L’Italia moderna alla scuola primaria Pestalozzi di Perugia: bambini di 20 nazionalità diverse

La dirigente scolastica Settembrini: "Costruiamo qualcosa di bello e positivo: la diversità come valore aggiunto"

APerugia, la scuola primaria Pestalozzi si distingue come un vivace crocevia di culture e tradizioni, rappresentate da studenti provenienti da ogni angolo del globo. In una classe dove la maggioranza degli alunni è di origine straniera, la scuola diventa un emblema di multiculturalità, come sottolineato dalla dirigente Isa Settembrini: “E’ un esempio di multiculturalità di multietnicità,” ha detto, parlando dell’unicità della composizione studentesca.

Parlando all’ANSA, Settembrini descrive l’istituto come un luogo dove “Ci sono bambini che vengono da tutte le parti del mondo, di più di 20 nazionalità”, evidenziando come la diversità culturale sia non solo accettata ma celebrata come una risorsa preziosa. Questa realtà si traduce in un quotidiano esercizio di “convivenza pacifica” e di arricchimento reciproco, dove il lavoro didattico e le relazioni interpersonali sono improntati all’apertura e alla comprensione.

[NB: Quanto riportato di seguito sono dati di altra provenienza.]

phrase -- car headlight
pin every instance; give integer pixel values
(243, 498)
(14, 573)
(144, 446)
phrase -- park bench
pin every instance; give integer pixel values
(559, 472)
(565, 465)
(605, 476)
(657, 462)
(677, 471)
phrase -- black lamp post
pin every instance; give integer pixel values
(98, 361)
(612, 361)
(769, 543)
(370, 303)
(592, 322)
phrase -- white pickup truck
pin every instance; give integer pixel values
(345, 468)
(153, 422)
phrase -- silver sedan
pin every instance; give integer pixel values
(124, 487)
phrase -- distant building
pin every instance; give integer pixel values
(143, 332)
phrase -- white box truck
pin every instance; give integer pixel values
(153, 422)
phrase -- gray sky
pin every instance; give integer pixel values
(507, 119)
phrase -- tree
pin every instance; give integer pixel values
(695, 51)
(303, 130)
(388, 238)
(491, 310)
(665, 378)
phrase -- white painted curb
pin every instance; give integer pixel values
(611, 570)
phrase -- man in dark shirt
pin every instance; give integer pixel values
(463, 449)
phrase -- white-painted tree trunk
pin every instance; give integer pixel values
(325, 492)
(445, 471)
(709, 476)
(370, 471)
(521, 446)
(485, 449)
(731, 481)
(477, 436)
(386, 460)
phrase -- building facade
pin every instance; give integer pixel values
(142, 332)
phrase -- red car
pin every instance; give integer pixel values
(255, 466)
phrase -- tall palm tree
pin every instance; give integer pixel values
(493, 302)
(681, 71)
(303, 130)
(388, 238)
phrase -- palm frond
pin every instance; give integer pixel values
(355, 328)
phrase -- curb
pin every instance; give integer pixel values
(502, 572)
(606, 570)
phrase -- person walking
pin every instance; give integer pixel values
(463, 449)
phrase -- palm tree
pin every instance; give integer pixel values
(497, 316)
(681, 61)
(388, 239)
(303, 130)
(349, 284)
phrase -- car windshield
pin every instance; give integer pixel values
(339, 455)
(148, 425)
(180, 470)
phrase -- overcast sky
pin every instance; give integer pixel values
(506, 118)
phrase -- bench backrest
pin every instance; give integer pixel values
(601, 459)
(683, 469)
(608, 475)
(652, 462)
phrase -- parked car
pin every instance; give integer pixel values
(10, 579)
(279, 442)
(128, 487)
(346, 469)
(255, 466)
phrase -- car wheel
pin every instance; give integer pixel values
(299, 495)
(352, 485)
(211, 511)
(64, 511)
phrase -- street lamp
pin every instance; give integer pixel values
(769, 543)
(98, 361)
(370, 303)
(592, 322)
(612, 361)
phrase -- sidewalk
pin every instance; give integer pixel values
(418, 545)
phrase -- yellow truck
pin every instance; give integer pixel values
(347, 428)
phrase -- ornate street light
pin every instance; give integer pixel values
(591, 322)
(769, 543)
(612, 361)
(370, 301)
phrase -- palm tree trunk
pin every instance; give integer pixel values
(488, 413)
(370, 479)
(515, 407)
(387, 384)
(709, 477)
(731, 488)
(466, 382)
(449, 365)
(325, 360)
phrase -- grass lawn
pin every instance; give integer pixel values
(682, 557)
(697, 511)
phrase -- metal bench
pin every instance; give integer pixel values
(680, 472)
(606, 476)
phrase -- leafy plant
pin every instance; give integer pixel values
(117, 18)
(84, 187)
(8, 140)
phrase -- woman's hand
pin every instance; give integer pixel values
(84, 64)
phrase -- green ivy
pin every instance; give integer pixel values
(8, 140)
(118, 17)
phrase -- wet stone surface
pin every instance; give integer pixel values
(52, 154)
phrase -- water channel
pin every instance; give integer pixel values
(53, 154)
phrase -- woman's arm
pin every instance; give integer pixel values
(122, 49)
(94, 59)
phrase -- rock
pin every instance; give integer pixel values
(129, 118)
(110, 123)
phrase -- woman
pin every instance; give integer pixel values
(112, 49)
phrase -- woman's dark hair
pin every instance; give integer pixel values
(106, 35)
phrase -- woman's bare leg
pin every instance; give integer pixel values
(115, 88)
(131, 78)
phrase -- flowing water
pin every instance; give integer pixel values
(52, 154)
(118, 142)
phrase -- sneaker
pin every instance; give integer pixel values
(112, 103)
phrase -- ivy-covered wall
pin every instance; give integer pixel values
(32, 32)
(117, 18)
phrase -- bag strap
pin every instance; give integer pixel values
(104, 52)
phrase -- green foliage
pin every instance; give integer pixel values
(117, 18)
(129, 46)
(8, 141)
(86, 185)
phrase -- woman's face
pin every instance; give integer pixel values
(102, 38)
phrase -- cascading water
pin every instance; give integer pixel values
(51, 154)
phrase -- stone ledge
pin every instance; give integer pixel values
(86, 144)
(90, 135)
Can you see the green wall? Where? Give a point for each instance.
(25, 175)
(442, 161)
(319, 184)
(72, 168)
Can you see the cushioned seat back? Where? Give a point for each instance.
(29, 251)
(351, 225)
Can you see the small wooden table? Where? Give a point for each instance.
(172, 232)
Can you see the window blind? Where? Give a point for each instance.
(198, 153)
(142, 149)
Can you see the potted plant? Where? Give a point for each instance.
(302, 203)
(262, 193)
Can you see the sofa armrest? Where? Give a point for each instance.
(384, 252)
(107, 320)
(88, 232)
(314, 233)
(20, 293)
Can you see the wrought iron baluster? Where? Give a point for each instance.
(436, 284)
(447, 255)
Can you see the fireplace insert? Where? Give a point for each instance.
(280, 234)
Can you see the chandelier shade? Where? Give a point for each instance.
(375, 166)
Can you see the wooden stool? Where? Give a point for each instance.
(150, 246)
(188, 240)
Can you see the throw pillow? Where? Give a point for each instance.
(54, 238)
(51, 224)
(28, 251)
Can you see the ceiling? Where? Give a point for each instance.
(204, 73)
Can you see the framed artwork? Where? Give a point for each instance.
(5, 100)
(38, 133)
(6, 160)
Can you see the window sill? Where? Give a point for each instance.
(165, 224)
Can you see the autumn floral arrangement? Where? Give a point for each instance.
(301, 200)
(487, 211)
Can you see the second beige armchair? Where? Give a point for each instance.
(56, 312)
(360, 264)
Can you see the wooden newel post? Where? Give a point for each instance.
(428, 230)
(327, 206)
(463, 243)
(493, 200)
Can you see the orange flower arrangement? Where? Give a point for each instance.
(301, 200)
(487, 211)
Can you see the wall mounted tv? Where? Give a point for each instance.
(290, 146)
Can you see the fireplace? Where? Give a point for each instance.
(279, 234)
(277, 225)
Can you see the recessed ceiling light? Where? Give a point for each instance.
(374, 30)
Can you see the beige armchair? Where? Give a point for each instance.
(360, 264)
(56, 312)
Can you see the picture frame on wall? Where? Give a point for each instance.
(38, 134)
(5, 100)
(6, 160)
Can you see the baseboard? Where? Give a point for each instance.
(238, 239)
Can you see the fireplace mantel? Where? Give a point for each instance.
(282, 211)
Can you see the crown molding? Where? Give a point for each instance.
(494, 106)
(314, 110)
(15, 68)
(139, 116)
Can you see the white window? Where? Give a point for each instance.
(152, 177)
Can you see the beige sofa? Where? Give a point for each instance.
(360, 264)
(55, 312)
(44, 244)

La scuola Pestalozzi di Perugia si impegna attivamente a costruire un ambiente accogliente e inclusivo, non solo per gli studenti ma anche per le loro famiglie. Settembrini spiega come l’istituto cerchi di “stabilire delle modalità particolari per allacciare relazioni positive” con le famiglie, rafforzando il senso di comunità e di appartenenza. “E ci stiamo riuscendo,” aggiunge, sottolineando il successo di queste iniziative.

Uno degli aspetti più rilevanti del progetto educativo della scuola è l’enfasi sul valore dell’integrazione e sulla ricchezza che la diversità porta nella vita di tutti i giorni. Settembrini chiarisce che “lo sforzo nei confronti degli alunni di far capire che lo stare insieme nella diversità è un valore aggiunto” è centrale nella missione educativa dell’istituto. “Perché si è diversi, si proviene da Paesi e culture diverse e questo arricchisce,” continua, promuovendo l’idea che attraverso lo scambio e la ricerca di punti in comune si possa “crescere bene e pacificamente”.

L’obiettivo finale, come espresso da Settembrini, è quello di lavorare insieme – studenti, insegnanti e famiglie – per “costruire qualcosa di bello e di positivo”.